One of the great challenges for those with dementia is the loss of short-term memory, while older memories are easy to access. To engage with those struggling with dementia, try to provide new activities that can tap into old and happy memories. Here are several ways you can keep the spirits high for those dealing with dementia.
While a person suffering from dementia may not be able to care for a pet on a daily basis, petting a dog can be a very calming experience while allowing the person to tap into memories of their favorite pets. Bringing in a therapy dog that is both calm and cuddly is an excellent way to engage with someone with dementia and will benefit the person and the pet.
The memories made with music are deeply ingrained in the brain. While someone with dementia may struggle to remember what they read on the previous page, the lyrics from songs will come back years after the tune was memorized.
When working with an individual with dementia, it’s important to study up on their personal preferences. For example, some people find classical music calming, while others find it off-putting. Some individuals will love listening to dance music while others will find it too agitating. Church music can be a terrific option for someone who was either a choir member or a regular attendee at their church.
Many with dementia love to handle toys that thrilled them when they were small. For example, a woman with dementia will love cuddling and singing to a doll. A man with dementia might love working on a table with a train set or cars.

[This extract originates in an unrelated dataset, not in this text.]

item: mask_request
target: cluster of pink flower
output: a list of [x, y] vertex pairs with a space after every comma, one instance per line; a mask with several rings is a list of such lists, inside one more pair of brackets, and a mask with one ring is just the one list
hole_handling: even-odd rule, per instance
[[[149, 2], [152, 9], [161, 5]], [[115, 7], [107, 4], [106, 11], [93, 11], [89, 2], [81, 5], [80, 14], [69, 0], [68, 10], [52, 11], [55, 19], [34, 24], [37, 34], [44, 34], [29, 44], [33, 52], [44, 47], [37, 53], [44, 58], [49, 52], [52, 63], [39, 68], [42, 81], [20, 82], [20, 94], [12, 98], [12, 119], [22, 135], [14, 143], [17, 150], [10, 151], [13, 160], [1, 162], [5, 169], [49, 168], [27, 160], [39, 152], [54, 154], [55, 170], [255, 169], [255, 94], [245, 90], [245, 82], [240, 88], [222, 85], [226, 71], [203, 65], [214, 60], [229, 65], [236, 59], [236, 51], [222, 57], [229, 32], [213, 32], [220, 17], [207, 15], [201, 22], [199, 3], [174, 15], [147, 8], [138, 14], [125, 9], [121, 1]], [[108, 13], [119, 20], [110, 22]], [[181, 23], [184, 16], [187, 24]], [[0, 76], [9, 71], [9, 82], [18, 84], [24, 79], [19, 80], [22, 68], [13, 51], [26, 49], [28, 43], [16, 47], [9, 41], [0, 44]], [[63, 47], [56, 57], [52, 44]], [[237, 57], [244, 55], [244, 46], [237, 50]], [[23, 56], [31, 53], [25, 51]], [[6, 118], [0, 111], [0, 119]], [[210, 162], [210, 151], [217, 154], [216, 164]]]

There are many people with dementia who can’t get on the floor to play with toys, so be ready to prepare a play space on a soft-surface table where toys can be pushed around, stacked and tipped over.
Movies or Television Shows
Playing older movies or television shows can help those with dementia to tap into their young adult or even childhood memories. For example, a movie featuring a famous actor or actress can be enough to start a memory trail or a spider’s web of memories. Watch a spaghetti western or a dance musical with a person with dementia, then look for images of movie posters that feature a famous performer and encourage the person with dementia to read the move name off the poster.
Often, a person with dementia will stop making their own choices or receive so much automatic care that they don’t have to make choices. To stay verbal, it’s critically important that the person be encouraged to make choices. For example, if you fixed tuna salad for lunch, encourage the person with dementia to choose if they want crackers or toast. Offer an apple and ask if it should be cut into quarters or eighths. This process requires the individual with dementia to verbalize their desires.